I don't know what EC means. Can you explain? What I do know is my little one started out on the widest setting in many of her diapers and we are moving towards making the leg gaskets wider. The fuzzibunz Elite one-size is also just about as thick as a disposable, but nothing beats the thinness of nude Anyway, I guess every kid is different
EC (as I mentioned in a previous post) stands for elimination communication: observing and responding to a baby's signals that they need to go potty. Did you listen to the podcast referred to in the OP? That's what it's about. Not just leaving the diaper off sometimes to let the baby's skin get some air, but putting them on the potty from early on, rather than expecting them to eliminate in diapers.
Thank you for clarifying what it stands for, I had seen the term, but didn't make the connection. Unfortunately, between work and home life, I have not had the opportunity to listen to the podcast. I just thought that I could give 2 cents about the cloth diaper issue, since I'm going through it right now. As for trying to go without diapers completely, my husband and I follow a philosophy that our daughter is too young for that yet- she's just beginning to support her own head. However, in the future, we do want to try diaper-free or diaper as back-up...in appropriate locations. Renting an apartment with carpeted floors and two parents working might make us re-consider that. Anyway, I would love to listen to the podcast, but may only have time by the time it's too late. Just thought someone might benefit from my current experiences on the diaper thing anyway.

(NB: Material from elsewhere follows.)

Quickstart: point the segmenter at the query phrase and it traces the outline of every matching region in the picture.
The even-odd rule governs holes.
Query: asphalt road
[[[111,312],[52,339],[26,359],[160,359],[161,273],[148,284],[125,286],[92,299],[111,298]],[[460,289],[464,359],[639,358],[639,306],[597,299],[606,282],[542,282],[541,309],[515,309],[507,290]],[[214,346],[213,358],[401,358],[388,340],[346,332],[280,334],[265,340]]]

our first son was going in the potty when he was a few days old. Our second son had his first poop in a toilet. They are never too young, but you definitely have to hold their head and support them. The best way, for us, was to turn them so that they face away from you. Hold them by their thighs, and they naturally form a sitting position against your body. If you raise the thighs up a bit, then they can't fall forward.
Abe, that's how we held them too. I agree that they are never too young. Many people seem to think infant pottying is somehow forcing them to grow up too soon, which couldn't be further from the truth. Heck, I nursed mine past their 4th birthdays, I just don't consider sitting in their own waste a necessary part of being a baby. Also, while they're never too young, they can be too old. After about 3-5 months they've become "diaper-trained" and it's harder to get them using the potty. That's why my 1st one was in diapers until 2 1/2-I didn't try EC until she was about 8 months old, and by that time she was used to diapers and confused when I tried to put her on the potty.
We have plentiful water, so washing cloth diapers isn't a problem. It really doesn't take much time. When my twins were tiny I used disposable, and hauling heavy stinky bags to the dump was unpleasant expensive work.
At night the cloth gives them rashes, so I use compostables. Whenever the bag gets full, I dig a hole and plant it. THe wood pulp based stuff inside holds a lot of water, so I figure it is like little hugelkultur. I don't bury them anywhere near our well, just in case.
During the day at home they are ususally nudie-toots on the bottom. It does help them understand the mechanics much better. As a preschool teaher I can vouch for the idea that cloth diapered kids tend to train faster. Kids in disposable "training pants" take the longest. What a racket!
I can't imagine the amount of time I would have had to invest had I gone the route of EC. Even as the stay-at-home mom that I was, I wouldn't have had anywhere near the time needed to commit to such a thing.
The closest I got in the diaper-less department, was sending my kids outside (bare-bottomed) to play... something I did regularly when I was toilet training them. Otherwise, I used diapers 99% of the time (cloth diapers), so expense was never an issue.